The Texas Hill Country Heritage Association was formed in 2009 in response to the threat of a 345-kilovolt LCRA TSC transmission line through Menard, Mason, and Gillespie Counties. The immediate goal of the organization is to form a response plan to defeat the routing of this line through the region, which would decimate the pristine landscape and disturb ecologically sensitive lands without providing commensurate benefits to the people who live there.
The threat of a 345-kilovolt transmission line with 18-story towers running through the heart of Mason County and around the edge of town has prompted the formation of a nonprofit citizens' organization based in Mason, called the Texas Hill Country Heritage Association (THCHA). This group was organized to oppose the routing of LCRA TSC's proposed line through this unspoiled part of the Hill Country and to respond to other threats to the region's land and water.
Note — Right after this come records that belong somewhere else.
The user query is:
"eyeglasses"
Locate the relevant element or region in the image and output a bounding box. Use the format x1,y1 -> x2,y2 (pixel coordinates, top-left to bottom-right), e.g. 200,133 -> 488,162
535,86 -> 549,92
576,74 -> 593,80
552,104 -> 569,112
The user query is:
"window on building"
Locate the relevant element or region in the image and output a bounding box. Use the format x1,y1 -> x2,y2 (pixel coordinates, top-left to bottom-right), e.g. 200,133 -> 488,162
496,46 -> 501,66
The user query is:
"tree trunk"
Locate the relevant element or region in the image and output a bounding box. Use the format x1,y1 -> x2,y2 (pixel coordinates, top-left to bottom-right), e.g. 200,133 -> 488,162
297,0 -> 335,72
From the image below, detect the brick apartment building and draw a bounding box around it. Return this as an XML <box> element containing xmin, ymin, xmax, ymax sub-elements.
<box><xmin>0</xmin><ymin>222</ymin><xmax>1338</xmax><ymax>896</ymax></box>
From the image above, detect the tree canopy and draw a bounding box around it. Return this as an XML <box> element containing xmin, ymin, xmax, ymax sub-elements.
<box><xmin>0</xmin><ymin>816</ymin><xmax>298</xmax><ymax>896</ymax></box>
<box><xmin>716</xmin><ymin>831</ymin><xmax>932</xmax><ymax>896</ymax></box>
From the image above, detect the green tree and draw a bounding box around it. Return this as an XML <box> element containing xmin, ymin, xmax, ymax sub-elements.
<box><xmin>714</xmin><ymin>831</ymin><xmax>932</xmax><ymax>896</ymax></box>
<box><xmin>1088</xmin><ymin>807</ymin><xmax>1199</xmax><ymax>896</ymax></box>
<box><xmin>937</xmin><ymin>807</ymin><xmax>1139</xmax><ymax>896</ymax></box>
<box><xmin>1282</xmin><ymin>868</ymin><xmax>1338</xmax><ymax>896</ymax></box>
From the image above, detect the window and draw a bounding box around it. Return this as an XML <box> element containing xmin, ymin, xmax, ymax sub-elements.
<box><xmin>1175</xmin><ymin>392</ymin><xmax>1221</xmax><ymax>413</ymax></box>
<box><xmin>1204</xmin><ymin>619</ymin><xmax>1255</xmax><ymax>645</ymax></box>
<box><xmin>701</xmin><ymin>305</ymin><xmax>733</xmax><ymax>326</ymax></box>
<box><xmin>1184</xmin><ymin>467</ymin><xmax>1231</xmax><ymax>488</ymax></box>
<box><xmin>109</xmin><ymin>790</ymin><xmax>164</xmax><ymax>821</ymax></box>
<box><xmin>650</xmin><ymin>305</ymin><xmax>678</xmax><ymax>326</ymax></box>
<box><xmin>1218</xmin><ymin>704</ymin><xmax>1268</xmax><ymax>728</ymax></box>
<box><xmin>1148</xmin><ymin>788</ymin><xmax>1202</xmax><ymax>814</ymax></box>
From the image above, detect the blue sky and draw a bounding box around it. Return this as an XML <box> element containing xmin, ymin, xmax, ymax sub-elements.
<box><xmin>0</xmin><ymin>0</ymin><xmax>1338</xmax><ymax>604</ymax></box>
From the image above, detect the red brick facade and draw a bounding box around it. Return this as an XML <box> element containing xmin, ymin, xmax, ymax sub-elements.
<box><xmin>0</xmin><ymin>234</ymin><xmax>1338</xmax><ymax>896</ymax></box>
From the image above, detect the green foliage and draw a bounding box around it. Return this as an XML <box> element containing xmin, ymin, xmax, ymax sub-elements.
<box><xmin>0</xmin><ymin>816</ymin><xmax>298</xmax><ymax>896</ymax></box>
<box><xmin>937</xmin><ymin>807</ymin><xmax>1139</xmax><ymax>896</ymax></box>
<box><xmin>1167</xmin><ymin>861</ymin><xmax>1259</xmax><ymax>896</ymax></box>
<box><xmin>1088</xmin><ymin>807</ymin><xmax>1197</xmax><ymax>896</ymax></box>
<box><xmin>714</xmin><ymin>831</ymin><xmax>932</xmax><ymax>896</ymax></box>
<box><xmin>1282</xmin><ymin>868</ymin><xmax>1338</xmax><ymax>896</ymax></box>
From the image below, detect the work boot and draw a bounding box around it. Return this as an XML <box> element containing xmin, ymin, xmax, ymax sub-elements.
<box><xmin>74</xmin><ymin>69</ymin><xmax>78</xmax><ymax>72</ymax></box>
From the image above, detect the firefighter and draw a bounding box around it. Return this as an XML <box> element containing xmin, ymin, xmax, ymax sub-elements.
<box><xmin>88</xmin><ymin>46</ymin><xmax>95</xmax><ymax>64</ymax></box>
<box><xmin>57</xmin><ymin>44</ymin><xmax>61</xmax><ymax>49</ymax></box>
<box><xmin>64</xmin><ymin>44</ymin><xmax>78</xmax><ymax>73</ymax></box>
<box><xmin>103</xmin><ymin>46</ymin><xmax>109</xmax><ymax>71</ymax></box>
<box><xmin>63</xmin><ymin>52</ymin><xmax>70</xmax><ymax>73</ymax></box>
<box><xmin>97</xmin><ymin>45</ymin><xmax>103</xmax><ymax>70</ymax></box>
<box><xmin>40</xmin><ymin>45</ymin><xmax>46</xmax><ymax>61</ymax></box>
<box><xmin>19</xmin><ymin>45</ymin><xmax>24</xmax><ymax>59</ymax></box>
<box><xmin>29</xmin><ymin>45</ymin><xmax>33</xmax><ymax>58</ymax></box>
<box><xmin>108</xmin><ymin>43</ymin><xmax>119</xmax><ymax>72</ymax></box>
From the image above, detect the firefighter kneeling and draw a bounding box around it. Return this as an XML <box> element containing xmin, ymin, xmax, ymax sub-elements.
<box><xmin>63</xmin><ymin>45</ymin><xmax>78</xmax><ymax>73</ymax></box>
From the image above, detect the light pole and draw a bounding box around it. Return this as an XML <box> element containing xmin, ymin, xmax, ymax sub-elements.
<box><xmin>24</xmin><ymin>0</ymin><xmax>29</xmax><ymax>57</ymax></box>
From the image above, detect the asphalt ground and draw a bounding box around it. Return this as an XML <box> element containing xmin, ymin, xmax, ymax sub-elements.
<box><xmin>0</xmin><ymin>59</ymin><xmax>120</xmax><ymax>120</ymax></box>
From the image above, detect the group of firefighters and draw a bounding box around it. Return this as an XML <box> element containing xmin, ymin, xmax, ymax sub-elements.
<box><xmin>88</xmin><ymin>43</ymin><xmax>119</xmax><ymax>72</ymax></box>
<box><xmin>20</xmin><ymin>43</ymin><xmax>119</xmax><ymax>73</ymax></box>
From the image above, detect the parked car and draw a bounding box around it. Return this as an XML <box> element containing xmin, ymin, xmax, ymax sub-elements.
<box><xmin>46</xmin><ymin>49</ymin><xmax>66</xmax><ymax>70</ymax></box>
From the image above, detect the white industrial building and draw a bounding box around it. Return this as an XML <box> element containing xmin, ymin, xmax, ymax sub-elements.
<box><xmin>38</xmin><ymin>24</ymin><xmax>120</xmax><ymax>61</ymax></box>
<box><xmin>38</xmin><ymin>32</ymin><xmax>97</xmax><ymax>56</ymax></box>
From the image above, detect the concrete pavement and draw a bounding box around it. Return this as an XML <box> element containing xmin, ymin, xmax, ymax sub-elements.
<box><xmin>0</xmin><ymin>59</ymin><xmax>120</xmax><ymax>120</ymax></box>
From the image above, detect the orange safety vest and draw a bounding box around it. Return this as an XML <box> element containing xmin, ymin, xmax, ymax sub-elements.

All interested citizens are strongly encouraged to attend THCHA's first membership meeting , the location, date and time to be announced. At that time, the founders of the new organization will lead a discussion about the proposed transmission line and a strategy for making this region's voices heard. Volunteers will also be recruited for various action committees.
Prior to this first membership meeting, interested citizens may receive updates and offer suggestions by calling (325) 347-9300 or emailing the organization at email@example.com.
The proposed LCRA TSC transmission line is part of the Competitive Renewable Energy Zones (CREZ) project to deliver wind-generated power from West Texas and the Panhandle to urban areas of the state. Mason County was officially drawn into the current routing controversy on September 24, 2009, when the Public Utilities Commission extended LCRA TSC's deadline for filing a proposed route from Schleicher to Kendall Counties until July 6, 2010. At the same time, the PUC directed LCRA TSC to expand its study area to examine several alternative routes that were not previously being considered, including the old West Texas Utilities right -of-way through Menard, Mason, and Gillespie Counties.
LCRA TSC has indicated that it will not hold an "open house" to gather public input on this route until January. Believing that the affected communities should not wait that long to get involved in the process, several concerned citizens came together to form THCHA. The organization's immediate goal is to prevent the use of the Menard-Mason-Gillespie route for the proposed utility line.
One of the arguments put forward in favor of using the old West Texas Utilities route is that the proposed LCRA TSC line would parallel an existing right-of-way rather than creating a new one. However, that argument overlooks the fact that the additional line would significantly change the landscape in the three affected counties. The existing transmission line consists of creosote poles approximately 40 to 60 feet high and a 60-foot right-of-way, most of which is not even cleared more than 30 feet. In wooded areas, the existing line barely protrudes above the treetops. LCRA TSC's proposed 180-foot metal lattice structures and 160-foot clear-cutting would be highly visible from long distances, permanently scarring more than 100 miles of pristine Hill Country scenery and injuring the lives and livelihoods of many families.
The founders of THCHA believe that the proposed line is not the last threat of this kind that our region will face and that a well-organized citizens' group is essential to respond quickly to this threat and future problems.
The initial officers of THCHA are: Lee Lasater, Chairman; Roger Jordan, vice-chairman; Sheila Cooper, secretary; and Lee McMillan, treasurer. Others who have volunteered to serve on the board are Dan Barton, Ron Crocker, Mike Dail, Chad Lemke, Peter Pincoffs, Rebekah Whitworth, and Scott Zesch.